For an end-to-end indexing example with Qdrant, see the qdrant-memory tutorial.
When to call human
If the agent searches and finds nothing relevant, do not let it freelance an answer. Two patterns:
- Surface the gap to the user. "I couldn't find this in our docs. You can ask in #support."
- Escalate to a human agent. Especially for support flows. See the customer support use case.
Operational notes
- Cache by canonical query. Multiple users asking the same thing should hit cache.
- Per-tenant indexes for multi-tenant SaaS. Filtering by
tenant_idis fine for small tenants; separate indexes for large ones. - Freshness. Stale docs are worse than no docs. Track last-indexed-at and warn when a doc is > 30 days old.

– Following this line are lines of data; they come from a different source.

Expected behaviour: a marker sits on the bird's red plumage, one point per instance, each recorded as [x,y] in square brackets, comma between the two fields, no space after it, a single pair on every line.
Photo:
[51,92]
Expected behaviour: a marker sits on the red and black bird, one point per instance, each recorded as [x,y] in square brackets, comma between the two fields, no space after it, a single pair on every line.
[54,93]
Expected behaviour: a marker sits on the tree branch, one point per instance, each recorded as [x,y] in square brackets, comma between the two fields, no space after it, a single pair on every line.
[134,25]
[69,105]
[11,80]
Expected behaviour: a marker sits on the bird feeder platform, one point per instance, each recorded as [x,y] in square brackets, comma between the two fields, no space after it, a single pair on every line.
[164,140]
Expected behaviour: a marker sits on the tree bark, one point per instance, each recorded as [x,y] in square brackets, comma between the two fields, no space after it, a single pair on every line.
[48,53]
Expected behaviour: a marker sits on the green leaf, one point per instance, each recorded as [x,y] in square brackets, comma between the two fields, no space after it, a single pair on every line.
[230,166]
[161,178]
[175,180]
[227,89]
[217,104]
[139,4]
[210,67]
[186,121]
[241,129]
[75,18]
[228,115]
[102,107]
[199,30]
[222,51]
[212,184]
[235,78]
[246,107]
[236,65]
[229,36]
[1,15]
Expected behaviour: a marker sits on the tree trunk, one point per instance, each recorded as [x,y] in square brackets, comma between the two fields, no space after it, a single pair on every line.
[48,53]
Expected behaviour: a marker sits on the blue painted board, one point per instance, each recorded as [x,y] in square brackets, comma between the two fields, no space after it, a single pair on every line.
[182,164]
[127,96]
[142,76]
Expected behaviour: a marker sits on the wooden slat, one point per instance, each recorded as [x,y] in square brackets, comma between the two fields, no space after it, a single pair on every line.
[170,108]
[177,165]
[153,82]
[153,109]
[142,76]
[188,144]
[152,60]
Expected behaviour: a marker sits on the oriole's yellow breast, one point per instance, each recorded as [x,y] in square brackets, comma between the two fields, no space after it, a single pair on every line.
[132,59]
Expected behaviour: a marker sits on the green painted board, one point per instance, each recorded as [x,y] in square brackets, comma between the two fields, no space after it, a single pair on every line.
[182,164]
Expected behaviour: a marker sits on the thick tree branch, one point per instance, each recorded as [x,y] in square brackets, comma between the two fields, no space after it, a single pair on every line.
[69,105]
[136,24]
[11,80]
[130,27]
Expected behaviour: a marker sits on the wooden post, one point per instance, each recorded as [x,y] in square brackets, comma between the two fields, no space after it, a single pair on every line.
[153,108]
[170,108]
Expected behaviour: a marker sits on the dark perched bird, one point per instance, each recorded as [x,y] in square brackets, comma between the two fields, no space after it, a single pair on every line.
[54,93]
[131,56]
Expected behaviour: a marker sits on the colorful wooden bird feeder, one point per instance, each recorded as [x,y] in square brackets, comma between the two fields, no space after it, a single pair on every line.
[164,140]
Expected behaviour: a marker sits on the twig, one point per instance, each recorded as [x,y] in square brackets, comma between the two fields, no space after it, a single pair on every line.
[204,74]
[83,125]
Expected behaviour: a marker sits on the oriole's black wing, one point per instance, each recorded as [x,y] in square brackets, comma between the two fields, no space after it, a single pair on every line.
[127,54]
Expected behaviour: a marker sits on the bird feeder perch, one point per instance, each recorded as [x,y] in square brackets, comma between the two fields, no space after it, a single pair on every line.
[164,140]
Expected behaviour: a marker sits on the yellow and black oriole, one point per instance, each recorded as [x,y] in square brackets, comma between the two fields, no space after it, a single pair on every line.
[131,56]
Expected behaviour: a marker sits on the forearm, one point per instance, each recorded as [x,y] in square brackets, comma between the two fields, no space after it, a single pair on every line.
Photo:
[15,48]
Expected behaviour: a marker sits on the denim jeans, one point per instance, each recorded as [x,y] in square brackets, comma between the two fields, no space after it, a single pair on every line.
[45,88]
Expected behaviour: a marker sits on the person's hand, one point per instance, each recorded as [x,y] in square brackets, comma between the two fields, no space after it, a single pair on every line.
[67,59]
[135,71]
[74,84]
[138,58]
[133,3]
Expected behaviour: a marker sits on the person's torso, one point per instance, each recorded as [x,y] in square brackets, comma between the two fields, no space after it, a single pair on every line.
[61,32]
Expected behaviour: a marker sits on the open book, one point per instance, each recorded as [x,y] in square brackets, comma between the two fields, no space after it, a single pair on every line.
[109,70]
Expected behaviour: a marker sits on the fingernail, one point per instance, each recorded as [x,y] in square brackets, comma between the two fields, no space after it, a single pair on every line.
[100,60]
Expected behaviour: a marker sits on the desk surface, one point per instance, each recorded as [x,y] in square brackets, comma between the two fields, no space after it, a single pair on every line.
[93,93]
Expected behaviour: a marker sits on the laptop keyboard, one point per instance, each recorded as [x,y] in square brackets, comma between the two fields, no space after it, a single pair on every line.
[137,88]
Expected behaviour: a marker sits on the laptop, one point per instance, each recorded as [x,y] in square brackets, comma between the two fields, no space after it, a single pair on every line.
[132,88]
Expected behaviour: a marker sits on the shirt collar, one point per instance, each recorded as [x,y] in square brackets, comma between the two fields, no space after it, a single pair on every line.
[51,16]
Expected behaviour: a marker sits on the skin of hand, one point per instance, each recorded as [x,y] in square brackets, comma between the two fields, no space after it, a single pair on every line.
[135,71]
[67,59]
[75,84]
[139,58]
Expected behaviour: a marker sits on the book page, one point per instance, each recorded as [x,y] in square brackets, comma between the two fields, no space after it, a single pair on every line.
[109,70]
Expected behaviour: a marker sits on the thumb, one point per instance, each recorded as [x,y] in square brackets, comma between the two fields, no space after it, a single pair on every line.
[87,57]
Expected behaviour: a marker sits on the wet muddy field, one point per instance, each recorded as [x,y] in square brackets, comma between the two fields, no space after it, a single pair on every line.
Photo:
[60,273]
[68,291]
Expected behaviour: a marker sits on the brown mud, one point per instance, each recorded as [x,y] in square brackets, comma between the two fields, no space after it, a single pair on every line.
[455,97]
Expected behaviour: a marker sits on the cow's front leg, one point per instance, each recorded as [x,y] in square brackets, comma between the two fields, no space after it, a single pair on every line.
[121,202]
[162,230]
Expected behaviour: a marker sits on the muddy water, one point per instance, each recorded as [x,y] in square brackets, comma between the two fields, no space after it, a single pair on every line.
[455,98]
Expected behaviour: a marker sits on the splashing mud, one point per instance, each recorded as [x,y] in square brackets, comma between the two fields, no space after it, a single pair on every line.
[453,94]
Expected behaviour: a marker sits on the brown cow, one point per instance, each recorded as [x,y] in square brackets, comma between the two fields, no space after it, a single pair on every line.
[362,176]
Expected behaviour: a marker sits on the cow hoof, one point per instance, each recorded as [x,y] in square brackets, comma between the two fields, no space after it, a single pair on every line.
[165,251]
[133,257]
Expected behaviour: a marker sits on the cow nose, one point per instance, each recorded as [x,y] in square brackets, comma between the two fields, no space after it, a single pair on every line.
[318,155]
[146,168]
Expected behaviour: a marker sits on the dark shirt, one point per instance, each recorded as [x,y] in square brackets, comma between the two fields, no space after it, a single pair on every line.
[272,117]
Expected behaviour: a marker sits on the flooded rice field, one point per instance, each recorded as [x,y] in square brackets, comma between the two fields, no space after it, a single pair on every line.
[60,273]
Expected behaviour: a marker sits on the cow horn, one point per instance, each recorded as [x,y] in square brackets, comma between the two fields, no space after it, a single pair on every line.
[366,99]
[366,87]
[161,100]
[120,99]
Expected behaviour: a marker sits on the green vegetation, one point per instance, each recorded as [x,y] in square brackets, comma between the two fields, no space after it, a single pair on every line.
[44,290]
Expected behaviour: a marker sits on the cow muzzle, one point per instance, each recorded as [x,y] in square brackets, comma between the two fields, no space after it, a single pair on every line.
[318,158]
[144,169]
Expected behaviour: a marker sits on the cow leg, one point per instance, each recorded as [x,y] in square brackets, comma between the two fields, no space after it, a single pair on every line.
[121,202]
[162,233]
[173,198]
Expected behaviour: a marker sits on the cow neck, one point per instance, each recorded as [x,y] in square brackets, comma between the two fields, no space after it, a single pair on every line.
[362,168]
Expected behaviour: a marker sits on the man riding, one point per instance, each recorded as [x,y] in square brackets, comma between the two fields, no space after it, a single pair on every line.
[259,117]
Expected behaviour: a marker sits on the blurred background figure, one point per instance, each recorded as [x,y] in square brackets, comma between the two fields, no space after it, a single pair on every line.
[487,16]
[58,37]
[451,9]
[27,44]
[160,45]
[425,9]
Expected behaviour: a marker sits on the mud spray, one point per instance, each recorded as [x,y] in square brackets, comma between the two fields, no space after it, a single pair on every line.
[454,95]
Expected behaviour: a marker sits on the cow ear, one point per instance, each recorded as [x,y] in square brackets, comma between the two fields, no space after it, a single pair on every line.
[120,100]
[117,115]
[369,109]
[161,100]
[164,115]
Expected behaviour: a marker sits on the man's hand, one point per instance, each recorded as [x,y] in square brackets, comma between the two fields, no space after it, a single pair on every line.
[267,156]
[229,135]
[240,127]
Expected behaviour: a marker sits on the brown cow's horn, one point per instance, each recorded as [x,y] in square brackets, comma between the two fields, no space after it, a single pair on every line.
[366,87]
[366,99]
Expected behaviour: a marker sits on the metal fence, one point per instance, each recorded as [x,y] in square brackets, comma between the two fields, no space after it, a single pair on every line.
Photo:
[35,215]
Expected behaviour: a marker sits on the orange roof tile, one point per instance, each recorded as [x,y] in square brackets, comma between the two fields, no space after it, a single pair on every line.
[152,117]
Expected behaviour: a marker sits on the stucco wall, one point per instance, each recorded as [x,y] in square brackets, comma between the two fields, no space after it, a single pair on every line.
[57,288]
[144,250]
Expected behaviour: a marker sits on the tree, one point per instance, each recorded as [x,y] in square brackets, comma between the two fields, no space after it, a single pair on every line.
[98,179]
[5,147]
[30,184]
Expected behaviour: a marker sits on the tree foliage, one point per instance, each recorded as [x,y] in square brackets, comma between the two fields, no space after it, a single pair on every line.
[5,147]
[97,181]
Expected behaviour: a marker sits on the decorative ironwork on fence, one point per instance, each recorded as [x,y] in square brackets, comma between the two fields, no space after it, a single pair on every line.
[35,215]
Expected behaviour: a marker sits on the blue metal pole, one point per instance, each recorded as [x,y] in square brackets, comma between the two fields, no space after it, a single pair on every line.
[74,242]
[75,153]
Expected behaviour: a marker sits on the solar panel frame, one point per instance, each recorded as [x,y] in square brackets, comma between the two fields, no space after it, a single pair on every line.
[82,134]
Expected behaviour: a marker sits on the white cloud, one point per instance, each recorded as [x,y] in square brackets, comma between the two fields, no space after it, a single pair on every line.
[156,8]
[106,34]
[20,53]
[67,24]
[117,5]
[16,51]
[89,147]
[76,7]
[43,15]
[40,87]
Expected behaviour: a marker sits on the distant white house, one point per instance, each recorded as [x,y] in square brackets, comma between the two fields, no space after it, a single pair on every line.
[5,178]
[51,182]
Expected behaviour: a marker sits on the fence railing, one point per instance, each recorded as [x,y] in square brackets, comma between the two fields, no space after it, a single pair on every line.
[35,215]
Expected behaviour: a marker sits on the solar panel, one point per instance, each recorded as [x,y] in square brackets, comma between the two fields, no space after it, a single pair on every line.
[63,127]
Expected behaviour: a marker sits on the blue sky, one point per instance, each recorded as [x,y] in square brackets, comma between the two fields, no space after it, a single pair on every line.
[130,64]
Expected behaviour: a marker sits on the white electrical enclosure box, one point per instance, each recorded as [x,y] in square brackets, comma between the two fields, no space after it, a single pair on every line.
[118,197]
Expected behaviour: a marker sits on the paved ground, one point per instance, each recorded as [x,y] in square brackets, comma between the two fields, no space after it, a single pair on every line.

- Cost. Reranking adds latency and cost; budget about 100ms and $0.001 per query.
Variants
- Internal knowledge base. Confluence, Notion, Slack archives
- Customer-facing docs. Your public documentation site
- Support deflection. Old tickets + KB articles
- Research over a corpus. Papers, contracts, reports
Same shape. Different documents and different filters.
Metrics that matter
| Metric | Target |
|---|---|
| Recall@5 (manual eval) | > 80% |
| Citation coverage | > 95% of claims |
| Hallucination rate | < 3% |
| p95 latency | < 6 s |
| Cost per query | < $0.05 |
Common mistakes
- One giant chunk. Chunks > 1500 tokens lose specificity. Aim for 200–500 tokens with overlap.
- No reranking. Top-5 from hybrid search is usually OK; top-5 from dense alone misses too much.
- No metadata filters. Without
product,audience,tenant, the index is a soup. - Skipping the validator. Citations are the firewall against hallucination. Enforce them.